Europe’s Sick Economies
Some key points:
The inescapable reality is that the economies of the major countries on the European continent are basket cases: They produce the unemployed by the millions. Even more frightening, European economies are creating a new kind of stratified society, in which a substantial and growing minority is shut out from the labor market permanently through absurdly high minimum-wage requirements and overly strict regulations (like the employment protection laws that can make it almost impossible to fire people).One of the bright spots has been Britain, rules by a nominal social democrat who nonetheless appears to understand economics.
The syndrome has not blighted all European countries equally—parts of Eastern Europe, and some Western European countries, are healthier than the norm. But in the three countries with the largest economies—France, Germany, and Italy— stagnation, joblessness, and low or no growth are now facts of life. Together, these Big Three countries account for about three fifths of the Euro Zone’s economic output, and they are not healthy—and haven’t been for years.
And across the Channel, recently re-elected British prime minister Tony Blair has made it his mission to open an economic debate across Europe. By adopting economic policies much closer to America’s than to those of France and Germany, Britain has thrived over the last decade. The U.K.’s unemployment rate is half the continent’s, its growth has been almost twice the level of the Euro Zone, poverty is declining in Britain, and business creativity is rising.Continental Europe doesn’t follow perverse economic policies by accident; both the popular political culture and elite manipulation conduce to twart reform.
In a June speech to the European Parliament, before Britain took over the E.U. presidency for six months, Blair argued against French and German insistence that to trim Europe’s welfare state and unravel some of its socialist policies would be to ape an American economy that “tramples on the poor and disadvantaged.” He asked bitingly: “What type of social model is it that has 20 million unemployed in Europe? Productivity rates falling behind those of the USA? That, on any relative index of a modern economy—skills, R&D, patents, information technology, is going down, not up?”

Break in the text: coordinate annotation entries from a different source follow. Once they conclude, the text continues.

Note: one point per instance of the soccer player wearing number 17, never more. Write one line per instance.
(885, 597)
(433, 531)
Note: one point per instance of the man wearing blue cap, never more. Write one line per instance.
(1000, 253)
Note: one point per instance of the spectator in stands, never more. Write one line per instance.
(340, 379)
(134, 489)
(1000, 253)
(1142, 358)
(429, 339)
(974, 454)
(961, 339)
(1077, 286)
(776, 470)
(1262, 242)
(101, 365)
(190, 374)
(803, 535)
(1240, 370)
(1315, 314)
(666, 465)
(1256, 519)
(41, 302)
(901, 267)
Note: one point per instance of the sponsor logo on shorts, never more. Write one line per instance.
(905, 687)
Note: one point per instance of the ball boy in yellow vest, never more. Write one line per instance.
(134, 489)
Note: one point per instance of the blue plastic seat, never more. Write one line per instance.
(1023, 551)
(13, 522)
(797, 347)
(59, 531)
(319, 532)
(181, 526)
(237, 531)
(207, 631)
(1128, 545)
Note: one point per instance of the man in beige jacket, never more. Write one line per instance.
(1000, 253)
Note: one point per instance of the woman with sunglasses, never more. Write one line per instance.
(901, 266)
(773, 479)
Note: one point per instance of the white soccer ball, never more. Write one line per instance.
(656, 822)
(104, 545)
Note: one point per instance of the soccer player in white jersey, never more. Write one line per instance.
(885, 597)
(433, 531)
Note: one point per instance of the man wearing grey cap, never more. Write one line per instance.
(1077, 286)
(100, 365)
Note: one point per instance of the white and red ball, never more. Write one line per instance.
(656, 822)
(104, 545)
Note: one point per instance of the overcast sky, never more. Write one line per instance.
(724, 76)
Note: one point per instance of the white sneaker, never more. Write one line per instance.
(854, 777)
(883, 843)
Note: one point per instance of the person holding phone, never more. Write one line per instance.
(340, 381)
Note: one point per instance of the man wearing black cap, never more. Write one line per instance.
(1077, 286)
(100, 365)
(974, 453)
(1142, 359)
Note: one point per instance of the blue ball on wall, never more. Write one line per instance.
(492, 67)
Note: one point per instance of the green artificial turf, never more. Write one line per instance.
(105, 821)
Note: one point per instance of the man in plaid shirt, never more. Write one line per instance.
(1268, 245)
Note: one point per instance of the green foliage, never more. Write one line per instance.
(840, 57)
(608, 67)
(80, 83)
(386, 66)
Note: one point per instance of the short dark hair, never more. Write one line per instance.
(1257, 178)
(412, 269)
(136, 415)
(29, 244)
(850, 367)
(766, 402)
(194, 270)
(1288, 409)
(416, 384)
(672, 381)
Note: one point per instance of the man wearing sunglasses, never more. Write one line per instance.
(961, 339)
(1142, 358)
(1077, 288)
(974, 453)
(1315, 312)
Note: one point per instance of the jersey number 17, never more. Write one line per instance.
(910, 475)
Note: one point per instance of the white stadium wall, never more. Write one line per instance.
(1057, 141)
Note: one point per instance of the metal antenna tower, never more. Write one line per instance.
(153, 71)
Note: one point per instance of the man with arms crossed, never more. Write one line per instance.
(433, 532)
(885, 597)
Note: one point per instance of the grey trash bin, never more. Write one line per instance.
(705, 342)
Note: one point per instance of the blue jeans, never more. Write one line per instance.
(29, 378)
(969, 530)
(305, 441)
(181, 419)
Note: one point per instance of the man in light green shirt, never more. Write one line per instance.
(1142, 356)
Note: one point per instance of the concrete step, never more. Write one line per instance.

“The issue,” Blair warned his fellow Europeans, is not ideology, but “modernization.” It is absurd, he suggested, for the European Union to spend 46 percent of its money on subsidies to farmers. He called on Europe’s political leaders to show enough nerve to “send back some of the unnecessary regulation, peel back some of the bureaucracy, and become a champion of a global, outward-looking, competitive Europe.”
For making these points, Blair was attacked by French president Jacques Chirac and other Europeans, and a June E.U. summit and budget meeting degenerated into a debacle. Similarly, a series of market-oriented reforms proposed by European Commission president Jose Manuel Barroso was dashed earlier in 2005 by a group of European countries led by Chirac and Schroeder.
Nearly every top politician in Germany is on record giving a grave, smug warning about the danger of letting “American conditions” seep into the German economy. In Germany’s economic debate, “American conditions” is code for stiff economic competition, low taxes, minimal state intrusion, and limited duration welfare payments. Ireland and Britain have adopted many of these policies themselves, rocketing past Germany and France in living standards in the process. But for political opportunists in continental Europe, the quickest way to dismiss any talk of market freedom or reduction in the size of government is to ooze concern about American economic brutalism.But the politicians have a receptive audience for their demagoguery.
When a majority of French voters rejected the proposed European constitution this summer, they could have been acting for any number of good reasons. . . . Yet when the French said “non,” polls showed it was not out of any qualms over the megalomaniacal document itself. It was because the average Frenchman wanted to punish the European Union for its role in opening up Europe’s economies somewhat. The typical French voter was not upset because her economy is too centralized and manipulated; she said she wanted France’s economy to be more statist than even Brussels allowed.In short, the political culture of Europe has yet to catch up with the modern era.
Likewise, the backlash against Gerhard Schroeder solidified not when his socialist nostrums ran the German economy further into the ground over six years, but when he finally put forth some timid reforms—such as cautiously cutting unemployment benefits—to try to slip out of his economic mess. A majority of Germans pronounced these reform steps as going in the “wrong direction”—as if Germany could possibly survive going any further in the social democratic direction.
The attitude still most widely held in Europe is that it is the job of politicians to distribute and redistribute society’s goods—be it jobs, income, or wealth. There is a deep zero-sum mentality in Europe which starts from the idea that politics, not competition, should govern economics. Asked in April 2005 whether competition is good for economic growth and employment, only 45 percent of Germans strongly agreed. In both France and Italy, the share was only 29 percent.
Europe’s lack of economic performance, as well as the fact that Europe has been overshadowed by the United States both culturally and in international affairs, has been an important reason for anti-American attitudes on the continent. Smarting from their own failure -- and American success -- they make claims to moral superiority. The really think they are more civilized than the U.S. because they don’t have the death penalty. Given that polls show that a majority of citizens in Europe want the death penalty, this amounts to claiming moral superiority precisely because their political systems are less democratic than that of the U.S.
The culture will eventually change, but it’s an open question how much conditions have to deteriorate before that happens.